Controlled By:   ReplicaSet/coredns-95489c5c9

Containers:

 coredns:

  Container ID:

  Image:     vmware/coredns:1.3.1

  Image ID:

  Ports:     53/UDP, 53/TCP, 9153/TCP

  Host Ports:  0/UDP, 0/TCP, 0/TCP

  Args:

   -conf

   /etc/coredns/Corefile

  State:     Waiting

   Reason:    ContainerCreating

  Ready:     False

  Restart Count: 0

  Limits:

   memory: 170Mi

  Requests:

   cpu:    100m

   memory:   70Mi

  Liveness:   http-get http://:8080/health delay=60s timeout=5s period=10s #success=1 #failure=5

  Environment: <none>

  Mounts:

   /etc/coredns from config-volume (ro)

   /var/run/secrets/kubernetes.io/serviceaccount from coredns-token-mx9mx (ro)

Conditions:

 Type       Status

 Initialized    True

 Ready       False

 ContainersReady  False

 PodScheduled   True

Volumes:

 config-volume:

  Type:   ConfigMap (a volume populated by a ConfigMap)

  Name:   coredns

  Optional: false

 coredns-token-mx9mx:

  Type:    Secret (a volume populated by a Secret)

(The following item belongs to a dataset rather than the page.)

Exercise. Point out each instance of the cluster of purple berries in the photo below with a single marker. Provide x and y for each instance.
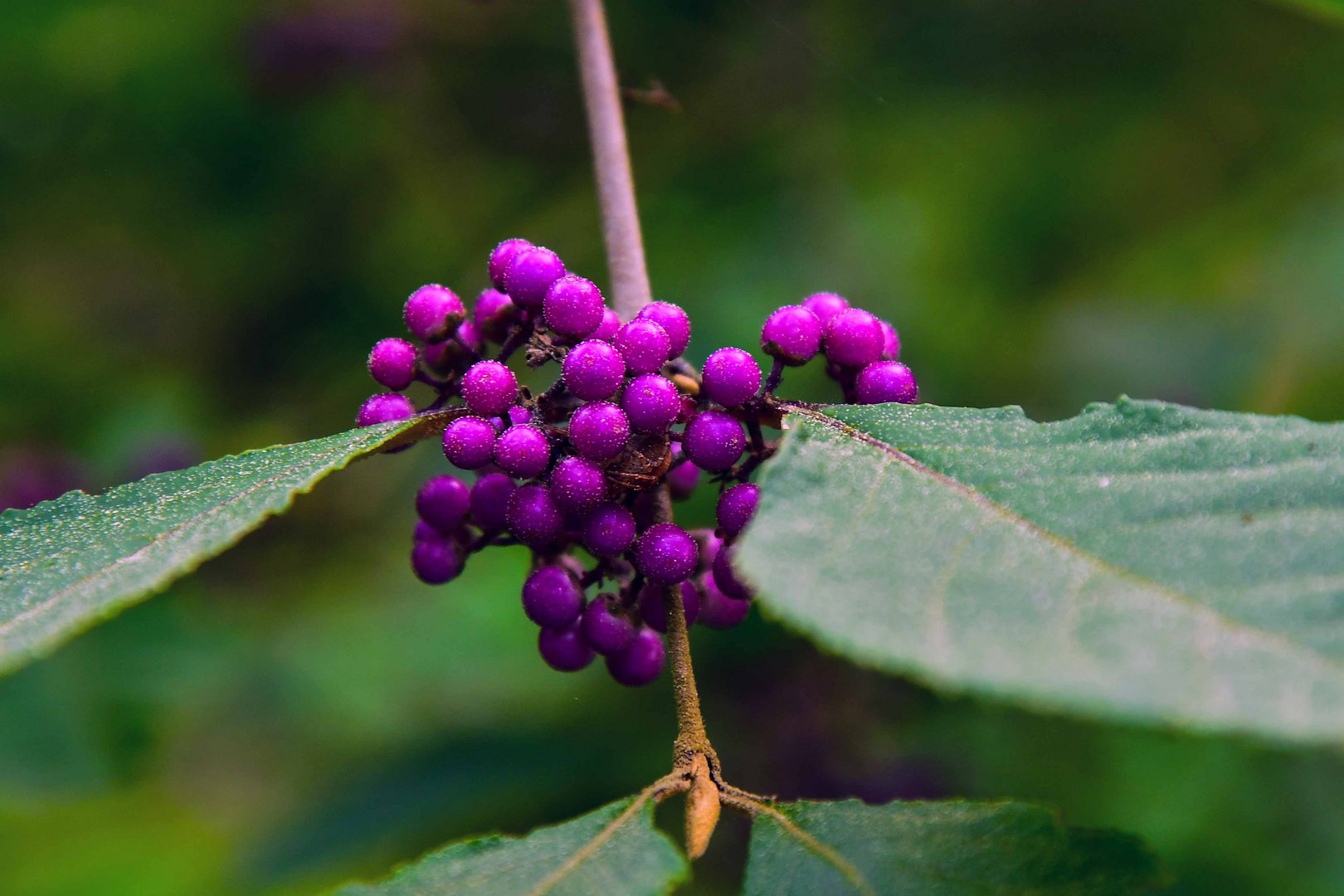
(576, 472)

  SecretName: coredns-token-mx9mx

  Optional:  false

QoS Class:    Burstable

Node-Selectors: <none>

Tolerations:   CriticalAddonsOnly

         node.kubernetes.io/not-ready:NoExecute for 300s

         node.kubernetes.io/unreachable:NoExecute for 300s

Events:

 Type   Reason         Age        From                      Message

 ----   ------         ----        ----                      -------

 Normal  Scheduled        32m        default-scheduler               Successfully assigned kube-system/coredns-95489c5c9-2k9lx to 4af86293-823e-44b9-b8a3-f1ad640d655b

 Warning FailedCreatePodSandBox 16s (x8 over 28m) kubelet, 4af86293-823e-44b9-b8a3-f1ad640d655b Failed create pod sandbox: rpc error: code = DeadlineExceeded desc = context deadline exceeded

 Normal  SandboxChanged     16s (x8 over 28m) kubelet, 4af86293-823e-44b9-b8a3-f1ad640d655b Pod sandbox changed, it will be killed and re-created.

 

 

Shubham Sharma's profile image
Broadcom Employee Shubham Sharma

@yann s​ could you check the status of the node on which the pod is running on? kubelet logs from that node will be helpful to troubleshoot this further,

yann s's profile image
yann s

I 've found a workaround .

Create a cluster with one worker then resize the cluster .

Do not know if any one ran into the same issue , ops 2.7 + pks 1.5+nsx-t 2.5 , creating a cluster with 3 worker always failed , while it's working with 1 worker.